Bridge therapy is a temporary medical strategy used as a transitional intervention to maintain a patient’s health and stability. It is employed when the ideal, long-term treatment cannot be implemented immediately. This approach provides a controlled environment for the patient while awaiting a permanent solution, ensuring their condition does not worsen in the interim. This broad concept is used across diverse medical fields to manage patient risk during a period of procedural or therapeutic delay.
The Underlying Medical Necessity
Bridge therapy becomes necessary when a patient faces a therapeutic gap, where proceeding with definitive treatment is either too dangerous or logistically impossible. Clinicians must balance the risk of disease progression against the risk of immediate, definitive intervention. The primary goal is risk mitigation, maintaining the patient in a stable state until conditions are right for the next step in their care. Delays might be due to the need for organ availability, the manufacturing time for a customized drug, or the requirement to reduce a patient’s immediate surgical risk.
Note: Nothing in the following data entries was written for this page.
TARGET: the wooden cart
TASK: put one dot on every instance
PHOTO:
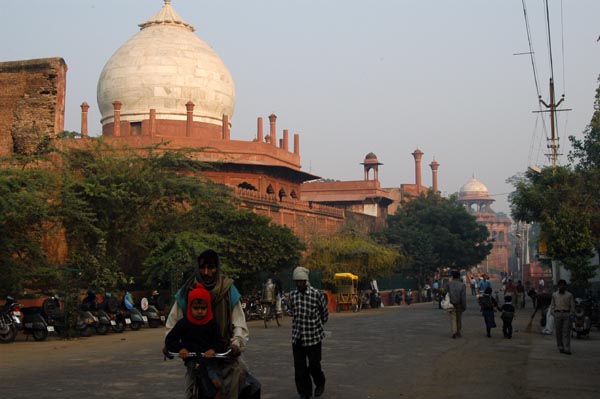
(346, 286)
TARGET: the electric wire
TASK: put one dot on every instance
(534, 139)
(562, 39)
(557, 135)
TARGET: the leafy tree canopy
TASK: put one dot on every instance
(564, 201)
(351, 252)
(435, 232)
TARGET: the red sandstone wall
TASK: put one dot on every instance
(32, 102)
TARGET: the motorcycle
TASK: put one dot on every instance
(90, 304)
(156, 300)
(252, 307)
(581, 323)
(86, 323)
(153, 317)
(10, 320)
(133, 318)
(110, 307)
(14, 310)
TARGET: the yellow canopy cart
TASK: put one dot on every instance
(346, 286)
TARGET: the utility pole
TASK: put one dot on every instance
(552, 108)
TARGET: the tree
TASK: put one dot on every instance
(564, 201)
(27, 216)
(557, 200)
(435, 232)
(150, 214)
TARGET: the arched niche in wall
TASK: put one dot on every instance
(247, 186)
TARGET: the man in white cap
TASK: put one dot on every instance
(309, 309)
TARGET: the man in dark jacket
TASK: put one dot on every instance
(458, 298)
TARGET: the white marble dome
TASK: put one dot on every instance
(162, 67)
(473, 188)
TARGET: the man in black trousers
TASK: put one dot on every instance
(309, 309)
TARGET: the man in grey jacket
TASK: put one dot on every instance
(458, 297)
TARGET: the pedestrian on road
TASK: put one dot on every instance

Bridge Therapy in Anticoagulation
Bridge therapy is commonly used in the perioperative management of patients on long-term oral anticoagulants. Individuals with conditions like mechanical heart valves or chronic atrial fibrillation are at high risk for blood clot formation (thromboembolism). Their long-term medications, such as warfarin or Direct Oral Anticoagulants (DOACs), must be interrupted before invasive procedures to prevent severe bleeding.
The dilemma is that stopping the oral agent increases the risk of stroke or clot, while continuing it increases the risk of hemorrhage during surgery. To manage this, the patient is transitioned to a short-acting, injectable medication, typically low molecular weight heparin (LMWH). This transition process constitutes the bridge.
Warfarin, due to its long half-life, must be stopped approximately five days before a major procedure to allow the International Normalized Ratio (INR) to fall. LMWH is then started a few days prior, offering a rapid onset and shorter half-life. The final dose of LMWH is given about 24 hours before surgery, ensuring its anticoagulant effect has worn off by the time the incision is made.
After the procedure, LMWH is restarted 12 to 72 hours later, depending on the bleeding risk, to immediately protect against clots. The patient then resumes the long-acting oral agent, and the medications are overlapped until the oral agent’s therapeutic effect is re-established. This complex strategy is generally reserved for patients at the highest risk for clot formation, as the process itself carries a slight risk of bleeding complications.
Bridge Therapy for Organ Support
In advanced heart or lung failure, bridge therapy uses mechanical devices to sustain life until a compatible organ becomes available for transplant. Patients with end-stage organ disease often face a long wait, during which their native organ function may rapidly deteriorate. The temporary support provided by these machines stabilizes their physiology, preventing death or irreversible damage to other organs.
A Ventricular Assist Device (VAD), such as a Left Ventricular Assist Device (LVAD), is a mechanical pump implanted to support the failing heart. It moves blood from the ventricle to the aorta, serving as a bridge to heart transplantation. This maintains cardiac output and allows the patient to regain strength while awaiting a suitable donor heart.
For severe respiratory failure, Extracorporeal Membrane Oxygenation (ECMO) provides temporary artificial lung and sometimes heart function outside the body. ECMO drains the patient’s blood, oxygenates it, and returns it to circulation. It is employed as a bridge to lung transplant or to rest the native lungs and allow for recovery.
Bridge Therapy in Oncology
In cancer care, bridge therapy is a systemic or localized treatment given to control disease progression when definitive treatment must be postponed. This strategy is often used with personalized cell therapies, such as Chimeric Antigen Receptor (CAR) T-cell therapy, which requires a lengthy manufacturing period. After T-cells are collected, it takes several weeks for the specialized CAR T-cells to be engineered and prepared for re-infusion.
During this waiting time, aggressive malignancies like lymphoma can progress rapidly, potentially making the patient too sick for the cell therapy. Bridge therapy—which may include low-dose chemotherapy, immunotherapy, or localized radiation—is administered to stabilize the tumor burden. This temporary intervention ensures the patient meets the health requirements for the eventual CAR T-cell infusion.
Bridge therapy is also applied to solid tumors when surgery is delayed due to patient health issues or scheduling complexity. A short course of systemic therapy maintains disease control, preventing the tumor from growing or spreading during the waiting period. The goal is stabilization, which distinguishes it from traditional neoadjuvant therapy aimed at full tumor shrinkage.